Cœlacanthe
Le 22 décembre 1938, jour de l’été austral, près de l’embouchure de la rivière Chalumna (Afrique du Sud), un chalutier captura un gros poisson de plus de 60 kilos, long de 1,50 m. Les pêcheurs, surpris par cet animal qu’ils n’avaient jamais vu, l’apportèrent à Miss Latimer, conservatrice du musée de la ville d’East London. Cette dernière comprit qu’un poisson de cette taille ne pouvait avoir échappé à l’attention de pêcheurs professionnels sans de bonnes raisons.
Une capture historique
Elle avertit le grand ichthyologiste sud- africain J.L.B. Smith qui l’identifia, à son grand étonnement, comme un crossoptérygien de l’ordre des cœlascanthiformes, connu jusqu’alors uniquement par des fossiles et considéré comme éteint depuis près de 70 millions d’années. Bien que ce poisson fût en mauvais état, Smith en fit la description en février 1940 et le baptisa Latimeria chalumnae. Il lança ensuite une campagne par journaux et affiches, offrant une récompense à quiconque lui fournirait un second exemplaire. Soupçonnant que l’animal capturé s était égaré hors de son domaine, il étendit cette campagne jusqu’aux Comores. L’exemplaire tant attendu fut pris le 20 décembre 1952, dans l’île d’Anjouan, archipel des Comores. Depuis, on en a capturé près de 200.
Trotteur et vivipare
Le cœlacanthe présente un certain nombre de particularités qui en font un poisson différent des autres.

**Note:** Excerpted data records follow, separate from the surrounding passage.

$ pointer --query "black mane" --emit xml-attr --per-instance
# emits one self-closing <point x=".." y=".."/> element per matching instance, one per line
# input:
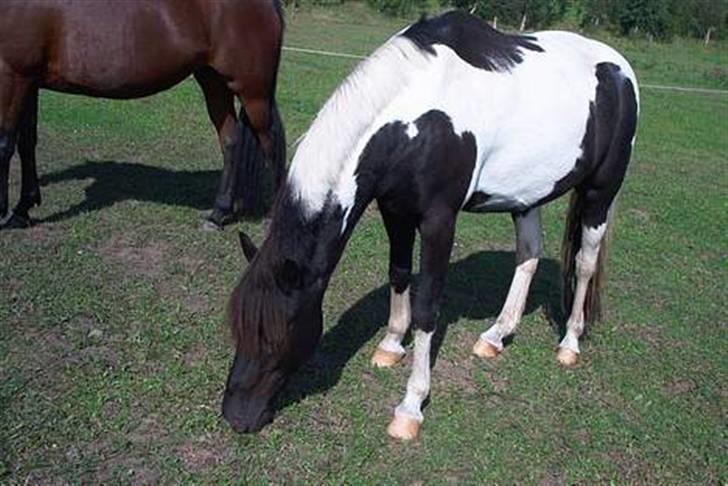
<point x="474" y="41"/>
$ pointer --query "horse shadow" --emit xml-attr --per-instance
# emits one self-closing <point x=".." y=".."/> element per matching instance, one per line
<point x="118" y="181"/>
<point x="115" y="182"/>
<point x="476" y="289"/>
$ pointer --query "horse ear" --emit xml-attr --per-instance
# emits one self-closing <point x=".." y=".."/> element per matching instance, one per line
<point x="249" y="248"/>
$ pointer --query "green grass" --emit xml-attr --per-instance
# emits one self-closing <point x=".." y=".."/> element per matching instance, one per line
<point x="113" y="353"/>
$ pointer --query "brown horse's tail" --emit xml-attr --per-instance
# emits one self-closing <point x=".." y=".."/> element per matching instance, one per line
<point x="593" y="306"/>
<point x="252" y="159"/>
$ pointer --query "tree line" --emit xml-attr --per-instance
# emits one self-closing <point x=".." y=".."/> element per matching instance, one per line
<point x="655" y="19"/>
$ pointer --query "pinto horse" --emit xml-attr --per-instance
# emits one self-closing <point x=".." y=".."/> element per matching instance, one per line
<point x="114" y="49"/>
<point x="448" y="115"/>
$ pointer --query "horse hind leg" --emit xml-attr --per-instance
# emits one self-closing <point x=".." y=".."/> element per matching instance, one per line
<point x="529" y="248"/>
<point x="401" y="232"/>
<point x="583" y="275"/>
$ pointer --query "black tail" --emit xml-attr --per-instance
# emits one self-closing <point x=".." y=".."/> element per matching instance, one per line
<point x="593" y="308"/>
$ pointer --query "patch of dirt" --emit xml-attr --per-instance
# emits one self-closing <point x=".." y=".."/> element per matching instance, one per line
<point x="146" y="260"/>
<point x="204" y="452"/>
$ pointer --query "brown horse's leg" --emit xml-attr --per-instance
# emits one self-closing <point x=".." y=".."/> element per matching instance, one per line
<point x="13" y="90"/>
<point x="27" y="141"/>
<point x="221" y="108"/>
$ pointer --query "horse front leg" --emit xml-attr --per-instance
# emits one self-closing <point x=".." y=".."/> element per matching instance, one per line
<point x="13" y="92"/>
<point x="401" y="232"/>
<point x="437" y="232"/>
<point x="529" y="248"/>
<point x="7" y="148"/>
<point x="221" y="110"/>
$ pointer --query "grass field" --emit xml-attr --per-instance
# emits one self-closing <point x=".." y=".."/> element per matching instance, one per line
<point x="113" y="352"/>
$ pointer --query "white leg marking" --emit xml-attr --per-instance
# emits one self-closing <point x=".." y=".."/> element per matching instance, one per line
<point x="586" y="262"/>
<point x="400" y="315"/>
<point x="513" y="308"/>
<point x="418" y="385"/>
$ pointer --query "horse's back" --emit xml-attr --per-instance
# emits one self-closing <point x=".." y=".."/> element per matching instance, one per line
<point x="532" y="121"/>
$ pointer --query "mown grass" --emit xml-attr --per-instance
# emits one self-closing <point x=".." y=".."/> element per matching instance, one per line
<point x="113" y="354"/>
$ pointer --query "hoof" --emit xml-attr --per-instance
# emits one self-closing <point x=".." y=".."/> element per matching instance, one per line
<point x="385" y="359"/>
<point x="567" y="357"/>
<point x="403" y="428"/>
<point x="483" y="349"/>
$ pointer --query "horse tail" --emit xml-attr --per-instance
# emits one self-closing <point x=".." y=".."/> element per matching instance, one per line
<point x="571" y="244"/>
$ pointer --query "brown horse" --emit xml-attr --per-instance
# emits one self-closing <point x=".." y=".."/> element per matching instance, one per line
<point x="131" y="49"/>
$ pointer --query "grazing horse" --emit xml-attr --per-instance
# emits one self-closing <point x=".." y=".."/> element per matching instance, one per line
<point x="448" y="115"/>
<point x="120" y="49"/>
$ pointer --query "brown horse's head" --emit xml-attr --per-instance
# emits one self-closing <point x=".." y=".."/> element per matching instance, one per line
<point x="276" y="321"/>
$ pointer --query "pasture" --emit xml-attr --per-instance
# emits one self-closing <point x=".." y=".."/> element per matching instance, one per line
<point x="113" y="350"/>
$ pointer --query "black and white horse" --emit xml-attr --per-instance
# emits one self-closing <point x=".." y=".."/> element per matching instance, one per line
<point x="448" y="115"/>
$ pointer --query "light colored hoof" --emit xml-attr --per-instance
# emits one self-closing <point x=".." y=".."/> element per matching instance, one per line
<point x="403" y="428"/>
<point x="483" y="349"/>
<point x="567" y="357"/>
<point x="386" y="359"/>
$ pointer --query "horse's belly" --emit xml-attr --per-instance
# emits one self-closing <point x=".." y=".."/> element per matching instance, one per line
<point x="127" y="52"/>
<point x="507" y="183"/>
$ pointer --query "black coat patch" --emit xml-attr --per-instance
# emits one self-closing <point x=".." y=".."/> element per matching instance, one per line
<point x="611" y="124"/>
<point x="474" y="41"/>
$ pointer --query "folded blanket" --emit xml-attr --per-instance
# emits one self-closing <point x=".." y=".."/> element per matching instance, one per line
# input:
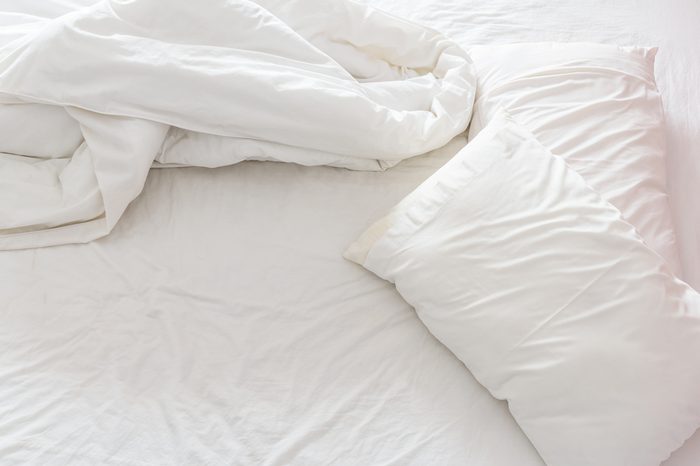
<point x="89" y="100"/>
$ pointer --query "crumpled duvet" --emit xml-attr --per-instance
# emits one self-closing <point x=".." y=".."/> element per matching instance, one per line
<point x="90" y="100"/>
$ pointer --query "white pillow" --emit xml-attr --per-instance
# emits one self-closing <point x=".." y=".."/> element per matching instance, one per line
<point x="550" y="299"/>
<point x="598" y="107"/>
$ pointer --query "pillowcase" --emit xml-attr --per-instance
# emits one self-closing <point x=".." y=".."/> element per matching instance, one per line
<point x="550" y="299"/>
<point x="598" y="107"/>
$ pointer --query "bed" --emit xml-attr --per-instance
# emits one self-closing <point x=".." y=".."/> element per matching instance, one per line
<point x="219" y="324"/>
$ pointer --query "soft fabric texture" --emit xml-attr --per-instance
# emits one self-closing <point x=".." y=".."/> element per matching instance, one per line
<point x="598" y="107"/>
<point x="550" y="299"/>
<point x="208" y="83"/>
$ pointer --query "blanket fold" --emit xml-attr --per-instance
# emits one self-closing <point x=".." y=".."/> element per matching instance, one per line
<point x="91" y="99"/>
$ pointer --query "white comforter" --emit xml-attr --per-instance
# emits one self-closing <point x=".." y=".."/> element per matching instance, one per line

Ses nageoires paires, pectorales et pelviennes, au lieu d’être formées d’une membrane que soutiennent des rayons, sont musculeuses et armées d’un squelette. En 1988, une plongée à bord d’un petit sous-marin a permis à une équipe franco-allemande d’observer le poisson nageant dans son milieu, entre 100 et 400 mètres; il utilise ces nageoires en alternance à droite et à gauche, comme un cheval qui amble. Cette équipe a aussi constaté que le cœlacanthe a des détecteurs de champs électriques qu’il utilise pour localiser ses proies. Autre particularité, il possède un poumon (le droit, le gauche ayant dégénéré), mais qui a probablement cessé de servir depuis longtemps et est devenu un organe infiltré de graisse qui allège l’animal à la façon d’une vessie natatoire ; sa présence nous rappelle aussi que les premiers poissons osseux possédaient à la fois branchies et poumons.
La dissection de la première femelle capturée ayant révélé de gros œufs (9 cm de diamètre) dans les oviductes, on en déduisit que l’espèce était ovipare. Mais des exemplaires plus récents présentèrent des embryons de plus de 30 centimètres dans les oviductes qui ne montraient nulle trace de placenta : on en conclut que ce poisson est un vivipare incubant et que la fécondation est interne, bien que les mâles capturés n’aient pas d’organe copulateur.